We are always working to better calibrate our underlying data, but we expect some drift to accumulate. Day-to-day comparisons are almost always quite exact, while year-over-year comparisons can be trusted to provide general trends but not detailed examination. Similarly, any comparison made within a single city will almost always be quite exact, while comparisons made across cities should be used to provide directional trends and small differences may not carry a lot of signal.
Also note that the activity index measurement is more stable for areas in which there is a relatively high average activity, since it is less likely that an individual event could influence the scores in the area. As we work through a quantified confidence level for absolute values, this general rule also applies: Comparisons made over areas that have a high average activity are more trustworthy than those made over areas that have a low average activity.

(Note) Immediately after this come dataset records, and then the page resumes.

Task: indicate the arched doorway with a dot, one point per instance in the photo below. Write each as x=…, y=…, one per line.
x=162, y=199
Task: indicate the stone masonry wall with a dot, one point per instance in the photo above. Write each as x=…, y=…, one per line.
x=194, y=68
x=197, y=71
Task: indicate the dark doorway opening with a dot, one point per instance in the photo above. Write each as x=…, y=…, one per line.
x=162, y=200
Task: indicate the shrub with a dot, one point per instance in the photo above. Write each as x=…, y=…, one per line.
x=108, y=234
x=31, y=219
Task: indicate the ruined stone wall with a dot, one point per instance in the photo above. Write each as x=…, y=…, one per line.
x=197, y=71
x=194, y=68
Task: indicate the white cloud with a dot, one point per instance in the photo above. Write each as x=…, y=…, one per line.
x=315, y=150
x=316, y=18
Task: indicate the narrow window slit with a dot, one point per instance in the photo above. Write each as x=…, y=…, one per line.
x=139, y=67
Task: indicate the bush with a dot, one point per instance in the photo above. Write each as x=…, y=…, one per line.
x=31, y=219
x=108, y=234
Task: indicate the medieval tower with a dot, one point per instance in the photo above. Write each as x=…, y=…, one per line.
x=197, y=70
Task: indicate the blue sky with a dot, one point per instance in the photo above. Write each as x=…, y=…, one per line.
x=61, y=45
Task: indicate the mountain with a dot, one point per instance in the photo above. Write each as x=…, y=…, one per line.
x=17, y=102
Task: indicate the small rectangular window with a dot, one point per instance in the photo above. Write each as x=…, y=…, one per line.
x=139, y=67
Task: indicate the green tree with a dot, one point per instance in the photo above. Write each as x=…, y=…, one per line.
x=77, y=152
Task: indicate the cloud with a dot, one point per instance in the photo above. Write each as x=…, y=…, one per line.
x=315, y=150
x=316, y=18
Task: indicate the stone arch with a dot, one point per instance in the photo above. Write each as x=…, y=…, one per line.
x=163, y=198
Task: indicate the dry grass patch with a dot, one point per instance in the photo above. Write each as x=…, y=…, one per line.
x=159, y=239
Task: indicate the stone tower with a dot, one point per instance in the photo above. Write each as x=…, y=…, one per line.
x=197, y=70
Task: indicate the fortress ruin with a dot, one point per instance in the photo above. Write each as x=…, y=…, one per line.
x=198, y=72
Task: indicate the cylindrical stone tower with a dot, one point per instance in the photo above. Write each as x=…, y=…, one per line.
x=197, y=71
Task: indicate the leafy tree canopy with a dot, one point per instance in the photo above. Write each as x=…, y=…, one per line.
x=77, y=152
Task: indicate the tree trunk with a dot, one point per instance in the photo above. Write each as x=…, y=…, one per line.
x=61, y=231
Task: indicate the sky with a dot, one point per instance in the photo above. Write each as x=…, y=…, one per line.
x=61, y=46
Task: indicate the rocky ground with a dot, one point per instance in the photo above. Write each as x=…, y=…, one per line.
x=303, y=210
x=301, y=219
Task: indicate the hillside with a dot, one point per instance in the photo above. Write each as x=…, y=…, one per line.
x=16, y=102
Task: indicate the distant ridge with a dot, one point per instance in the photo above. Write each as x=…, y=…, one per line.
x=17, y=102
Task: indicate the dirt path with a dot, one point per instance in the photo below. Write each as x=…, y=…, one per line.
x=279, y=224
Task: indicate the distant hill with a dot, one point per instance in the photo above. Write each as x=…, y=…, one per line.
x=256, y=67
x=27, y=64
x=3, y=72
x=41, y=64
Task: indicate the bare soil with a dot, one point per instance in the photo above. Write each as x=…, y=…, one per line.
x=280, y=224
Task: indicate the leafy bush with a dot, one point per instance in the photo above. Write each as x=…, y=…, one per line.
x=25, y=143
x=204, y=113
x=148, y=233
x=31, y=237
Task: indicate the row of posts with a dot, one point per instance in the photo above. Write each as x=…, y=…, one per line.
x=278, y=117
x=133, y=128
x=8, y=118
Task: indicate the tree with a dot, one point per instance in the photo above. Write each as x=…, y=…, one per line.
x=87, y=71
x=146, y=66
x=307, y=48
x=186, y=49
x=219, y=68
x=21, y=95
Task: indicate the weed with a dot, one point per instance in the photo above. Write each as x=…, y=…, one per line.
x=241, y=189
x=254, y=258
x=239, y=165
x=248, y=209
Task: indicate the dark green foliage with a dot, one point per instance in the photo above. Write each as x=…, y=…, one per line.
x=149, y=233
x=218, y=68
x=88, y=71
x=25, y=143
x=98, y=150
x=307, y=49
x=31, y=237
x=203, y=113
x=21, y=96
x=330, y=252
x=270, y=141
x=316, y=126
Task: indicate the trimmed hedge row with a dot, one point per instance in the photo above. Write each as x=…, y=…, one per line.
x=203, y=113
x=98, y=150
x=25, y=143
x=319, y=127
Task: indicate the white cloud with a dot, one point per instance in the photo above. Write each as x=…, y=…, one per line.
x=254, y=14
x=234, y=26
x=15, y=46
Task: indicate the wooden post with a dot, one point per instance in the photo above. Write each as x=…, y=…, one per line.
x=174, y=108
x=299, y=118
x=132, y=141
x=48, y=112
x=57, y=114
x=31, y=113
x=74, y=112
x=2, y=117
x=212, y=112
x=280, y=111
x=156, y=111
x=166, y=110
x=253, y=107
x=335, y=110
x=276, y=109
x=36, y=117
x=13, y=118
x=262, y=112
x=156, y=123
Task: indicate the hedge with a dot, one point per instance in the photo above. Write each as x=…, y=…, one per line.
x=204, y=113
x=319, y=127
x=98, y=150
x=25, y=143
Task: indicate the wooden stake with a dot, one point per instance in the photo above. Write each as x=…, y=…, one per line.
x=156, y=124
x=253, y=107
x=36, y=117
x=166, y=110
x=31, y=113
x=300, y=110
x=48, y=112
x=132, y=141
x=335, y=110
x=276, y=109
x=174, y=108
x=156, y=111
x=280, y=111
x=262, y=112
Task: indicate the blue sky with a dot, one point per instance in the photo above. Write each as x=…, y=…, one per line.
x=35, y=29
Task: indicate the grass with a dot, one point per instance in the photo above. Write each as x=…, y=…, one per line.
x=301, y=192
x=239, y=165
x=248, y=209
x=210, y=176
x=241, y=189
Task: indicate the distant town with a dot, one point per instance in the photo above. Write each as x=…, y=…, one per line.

Sometimes it’s useful to normalize the data regionally, to understand how local trends differ from other regions. In other cases it may be useful to smooth out the timeline data, to avoid having too much volatility in the data. Here are a few examples:
- When you are interested in smooth timelines, we recommend working with moving averages with a window of seven days, or a multiple of seven. This will help smooth out some natural weekend effects. You can do this at any zoom level or boundary aggregation.
- When you want to normalize and compare individual days of the week within each other, we recommend defining a period of time for the normalization (possibly accounting for holidays). For example, you can pick four weeks in February and define a generic Monday as the average of those to compare against for the future Mondays. This normalization would help when trying to identify changes over time of individual days of week. For example, do people move more on Sundays during shelter in place than they did before shelter in place, compared to weekday movement?
- When you want to compare individual areas (like counties) that have a different average activity level, it might be useful to normalize each area independently if you are interested in their relative change more than in their absolute difference. For example, you could pick four weeks in February as the normalization period, and normalize each area based on the average activity seen in February. This can help if you want to analyze when different areas are going back to the same activity as in the reference period, using the same scale for each area.
We’ve seen cases of unusual spikes in the time series of normalized data for small areas. They likely represent a Mapbox customer going through some high-impact event, or they could represent an app or feature launch. This is usually corrected for in our normalization procedures, but there are some edge cases in which our normalization doesn’t re-absorb the full effect. We’re working on a way to reduce this issue by introducing a more localized anomaly detection within our normalization and baselining methodologies.
As a mitigation plan, we recommend introducing an outlier removal procedure to avoid showing or using these spurious data points. There are a multitude of methodologies to approach such outlier issues. We think a method based on the z-score (or standard score) can correctly identify anomalies, on either the full time series, or using a moving window for recency when computing averages and standard deviations on long time series.
Since in these time series we are considering a ratio of measured data over a baseline, the logarithm of the z-score can be used to identify outliers in both directions and you should set a threshold based on the intrinsic variability observed.
Finally, since the spikes are likely proportional to real events and movement increase, though not as high as measured, we recommend evaluating whether to cap the value of the outlier, rather than removing it fully from the time series, depending on the specific purpose of the work.